A Bad Dream
Wednesday 12 September (1923): I had a most horrible dream. By a certain poetic justice it turned on the idea which Jenkin and I were going to use in our shocker play: namely that of a scientist discovering how to keep consciousness and some motor nerves alive in a corpse, at the same time arresting decay, so that you really had an immortal deadman. I dreamed that the horrible thing was sent to us--in a coffin of course--to take care of.
D and Maureen* both came into the dream and it was perfectly ordinary and as vivid as life. Finally the thing escaped and I fancy ran amuck. It pursued me into a lift in the Tube in London. I got away all right but the liftman had seen it and was terribly frighted and, when I saw how he was behaving, I said to myself, "There's going to be an accident in this lift." Just at that moment I noticed the window by my bed and found myself awake.
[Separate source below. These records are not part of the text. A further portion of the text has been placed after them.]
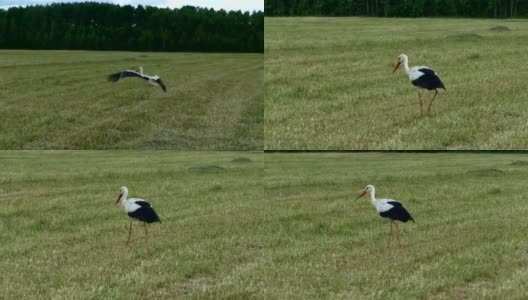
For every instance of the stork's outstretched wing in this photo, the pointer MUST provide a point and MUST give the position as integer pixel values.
(115, 77)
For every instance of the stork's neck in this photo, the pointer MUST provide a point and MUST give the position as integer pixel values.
(373, 197)
(406, 64)
(123, 198)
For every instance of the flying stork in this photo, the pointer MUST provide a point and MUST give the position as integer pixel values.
(421, 77)
(388, 208)
(137, 210)
(154, 80)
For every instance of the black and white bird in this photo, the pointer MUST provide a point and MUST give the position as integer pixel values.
(137, 210)
(388, 208)
(421, 77)
(154, 80)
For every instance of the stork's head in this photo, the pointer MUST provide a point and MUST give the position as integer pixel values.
(123, 191)
(368, 189)
(401, 59)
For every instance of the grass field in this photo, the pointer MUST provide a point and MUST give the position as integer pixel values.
(328, 84)
(61, 100)
(63, 238)
(468, 242)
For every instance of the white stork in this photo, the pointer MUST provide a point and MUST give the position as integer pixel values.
(388, 208)
(421, 77)
(139, 210)
(154, 80)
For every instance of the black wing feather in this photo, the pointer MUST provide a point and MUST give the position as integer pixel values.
(429, 80)
(116, 76)
(145, 213)
(397, 212)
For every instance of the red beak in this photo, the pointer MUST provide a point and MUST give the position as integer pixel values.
(396, 67)
(361, 194)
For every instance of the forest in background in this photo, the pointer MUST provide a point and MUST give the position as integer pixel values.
(102, 26)
(399, 8)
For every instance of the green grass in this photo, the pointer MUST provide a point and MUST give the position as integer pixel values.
(279, 226)
(328, 84)
(63, 238)
(469, 239)
(61, 100)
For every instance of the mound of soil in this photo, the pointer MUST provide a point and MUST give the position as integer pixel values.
(485, 172)
(465, 36)
(500, 28)
(241, 160)
(211, 168)
(519, 163)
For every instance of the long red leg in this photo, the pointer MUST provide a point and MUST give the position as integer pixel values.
(390, 235)
(431, 103)
(397, 233)
(146, 238)
(129, 232)
(420, 100)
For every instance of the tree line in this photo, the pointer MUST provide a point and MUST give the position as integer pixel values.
(399, 8)
(103, 26)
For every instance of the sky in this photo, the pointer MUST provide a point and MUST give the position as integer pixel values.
(244, 5)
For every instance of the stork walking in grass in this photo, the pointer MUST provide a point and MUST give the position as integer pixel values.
(137, 210)
(154, 80)
(421, 77)
(388, 208)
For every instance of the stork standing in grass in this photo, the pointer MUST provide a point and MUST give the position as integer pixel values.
(154, 80)
(421, 77)
(388, 208)
(138, 210)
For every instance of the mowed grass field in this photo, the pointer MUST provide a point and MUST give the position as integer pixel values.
(63, 237)
(468, 242)
(61, 100)
(329, 83)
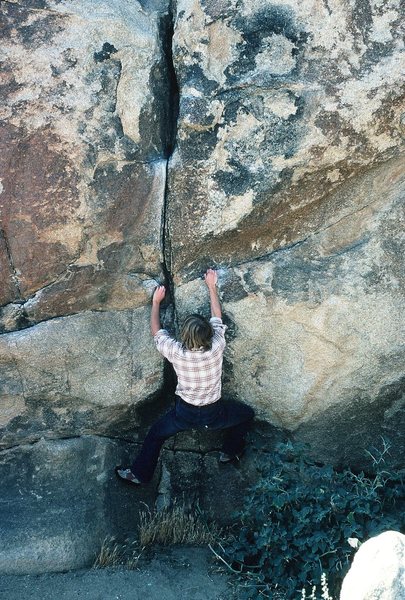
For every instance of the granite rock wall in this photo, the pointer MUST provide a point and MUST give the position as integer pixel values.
(144, 142)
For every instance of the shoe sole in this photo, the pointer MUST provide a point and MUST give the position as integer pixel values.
(124, 479)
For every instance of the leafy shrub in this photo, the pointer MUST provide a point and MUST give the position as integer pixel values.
(298, 517)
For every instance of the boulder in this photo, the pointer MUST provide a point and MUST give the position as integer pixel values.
(77, 375)
(281, 105)
(378, 570)
(83, 141)
(60, 500)
(288, 176)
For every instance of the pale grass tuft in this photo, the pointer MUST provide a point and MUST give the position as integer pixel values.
(115, 554)
(325, 591)
(175, 525)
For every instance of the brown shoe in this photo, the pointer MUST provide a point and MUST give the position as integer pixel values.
(127, 475)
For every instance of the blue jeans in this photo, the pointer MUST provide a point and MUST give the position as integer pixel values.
(233, 416)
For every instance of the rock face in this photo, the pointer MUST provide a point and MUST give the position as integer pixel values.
(82, 160)
(146, 141)
(64, 501)
(378, 570)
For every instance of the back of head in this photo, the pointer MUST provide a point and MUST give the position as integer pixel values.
(196, 333)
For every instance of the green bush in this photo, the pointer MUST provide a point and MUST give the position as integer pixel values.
(298, 517)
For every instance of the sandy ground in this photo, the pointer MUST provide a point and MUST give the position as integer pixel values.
(177, 574)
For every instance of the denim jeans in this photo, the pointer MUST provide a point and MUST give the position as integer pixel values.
(234, 417)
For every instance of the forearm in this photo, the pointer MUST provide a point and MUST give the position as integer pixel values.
(215, 304)
(155, 319)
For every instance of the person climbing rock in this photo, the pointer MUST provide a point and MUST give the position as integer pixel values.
(197, 361)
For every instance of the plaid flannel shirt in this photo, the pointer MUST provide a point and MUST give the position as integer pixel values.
(199, 372)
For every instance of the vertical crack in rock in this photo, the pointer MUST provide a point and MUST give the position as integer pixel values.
(14, 274)
(168, 134)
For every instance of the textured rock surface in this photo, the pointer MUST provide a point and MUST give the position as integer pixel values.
(83, 174)
(280, 105)
(378, 570)
(77, 375)
(284, 169)
(289, 175)
(60, 499)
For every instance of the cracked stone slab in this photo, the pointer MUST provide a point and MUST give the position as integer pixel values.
(60, 500)
(281, 106)
(80, 374)
(315, 330)
(82, 165)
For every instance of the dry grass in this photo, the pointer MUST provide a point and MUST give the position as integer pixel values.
(175, 525)
(114, 554)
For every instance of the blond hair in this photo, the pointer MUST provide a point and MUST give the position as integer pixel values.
(196, 333)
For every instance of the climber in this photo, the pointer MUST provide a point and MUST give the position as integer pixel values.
(197, 361)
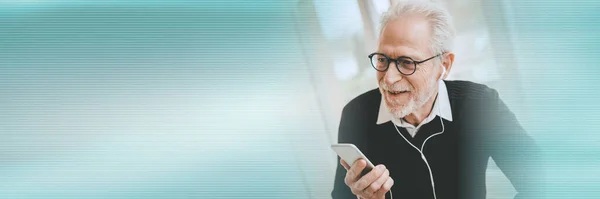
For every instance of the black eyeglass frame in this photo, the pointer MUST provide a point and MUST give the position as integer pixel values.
(397, 61)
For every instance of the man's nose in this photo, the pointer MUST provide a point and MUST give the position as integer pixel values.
(392, 75)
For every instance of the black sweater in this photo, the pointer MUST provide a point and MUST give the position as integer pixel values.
(482, 127)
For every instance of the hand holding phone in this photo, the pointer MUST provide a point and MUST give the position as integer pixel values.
(364, 179)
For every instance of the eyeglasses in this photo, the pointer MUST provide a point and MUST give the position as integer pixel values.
(405, 65)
I had a moment of intense relief but found myself hopelessly rattled and as nervous as a child. I found I had no matches. Groped my way to those on the landing, lit my candle, went downstairs and returned with a pipe and a book. My head was very bad. [...] I thought at first that this was a good example of the falsity of the rule given by L.P. Jacks that authors never dream about their own inventions: but on second thoughts I am not sure that the idea of the play did not originate in another dream I had some years ago -- unless the whole thing comes from Edgar Allen Poe...
~C.S. Lewis, All My Road Before Me: The Diary of C.S. Lewis 1922 - 1927, (1991)
*Mrs. Moore and her daughter
2 Comment(s):
His diary is very interesting to me. You can see the story seeds for some of his later works--this story idea is of course fully "fleshed-out" in That Hideous Strength.
I don't have my Poe handy but he may be thinking of the story where the protagonist mesmerised a man on the point of death and he kind of stayed alive for months. It was horrible, of course.